7. PowerWorld B7Flat_Eqv Example
Original Ybus

8. PowerWorld B7Flat_Eqv Example
Note Yes=Yse' if no phase shifters

9. PowerWorld B7Flat_Eqv Example
Comparing original and equivalent
Only modification was a change in the impedance between buses 2 and 5, modeled by adding an equivalent line

10. Contingency Analysis Application of Equivalencing
One common application of equivalencing is contingency analysis
Most contingencies have a rather limited affect
Much smaller equivalents can be created for each contingent case, giving rapid contingency screening
Contingencies that appear to have violations in contingency screening can be processed by more time consuming but also more accurate methods
W.F. Tinney, J.M. Bright, "Adaptive Reductions for Power System Equivalents," IEEE. Trans Power, May 1987, pp

11. New Applications in Equivalencing
Models in which the entire extent of the network is retained, but the model size is greatly reduced
Often used for economic studies
Mixed ac/dc solutions, possibly with an equivalent as well
Internal portion is modeled with full ac power flow, more distant parts of the network are retained but modeled with a dc power flow, rest might be equivalenced
Attribute preserving equivalents
Retain characteristics other than just impedances, such as PTDFs; also new research looking at preserving line limits

12. Iterative Methods for Solving Ax=b
In the 1960s and 1970s iterative methods to solve large sparse linear systems started to gain popularity
The interest arose due to the development of new, efficient Krylov subspace iteration schemes that were in many cases more appropriate than the general purpose direct solution software codes
Such schemes are gaining ground because they are easier to implement efficiently on high-performance computers than the direct methods
GPUs can also be used for parallel computation

13. References
The good and still free book mentioned earlier on sparse matrices is Iterative Methods for Spare Linear Systems, by Yousef Saad, 2002, at www-users.cs.umn.edu/~saad/IterMethBook_2ndEd.pdf
Y. Saad, "Numerical Methods for Large Eigenvalue Problems," 2011, available for free at
R.S. Varga, “Matrix Iterative Analysis,” Prentice Hall, Englewood Cliffs, NJ, 1962.
D.M. Young, “Iterative Solution of Large Linear Systems,” Academic Press, New York, NY 1971.

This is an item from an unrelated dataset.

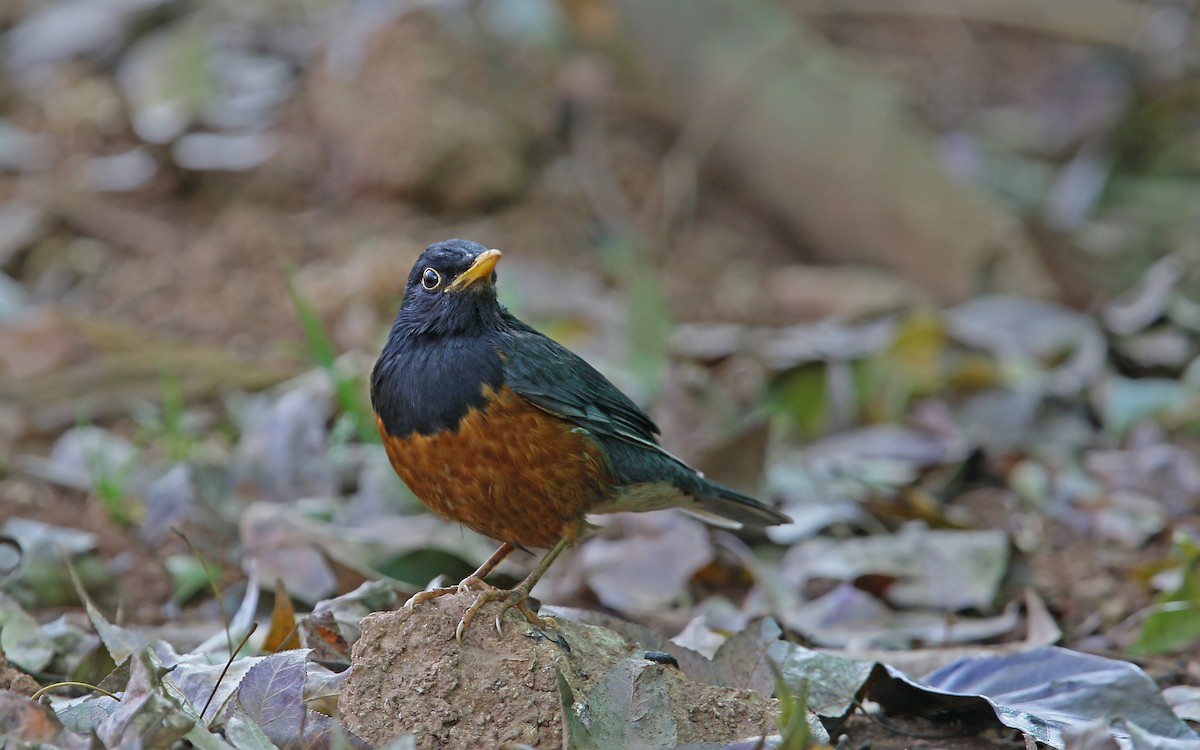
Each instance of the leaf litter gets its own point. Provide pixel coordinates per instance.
(1068, 421)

14. Krylov Subspace Outline
Review of fields and vector spaces
Eigensystem basics
Definition of Krylov subspaces and annihilating polynomial
Generic Krylov subspace solver
Steepest descent
Conjugate gradient
Arnoldi process

15. Basic Definitions: Fields
A field F is a set of elements for which the operations of addition, subtraction, multiplication, and division are defined
The following field axioms hold for any field F and arbitrary a,b,g  F
Closure : a + b  F and a  b  F
Commutativity: a + b = b + a, a  b = b  a
Associativity: (a + b) + g = a + (b + g), (a  b)  g = a  (b  g)
Distributivity of multiplication: a  (b + g) = (a  b) + (a  g)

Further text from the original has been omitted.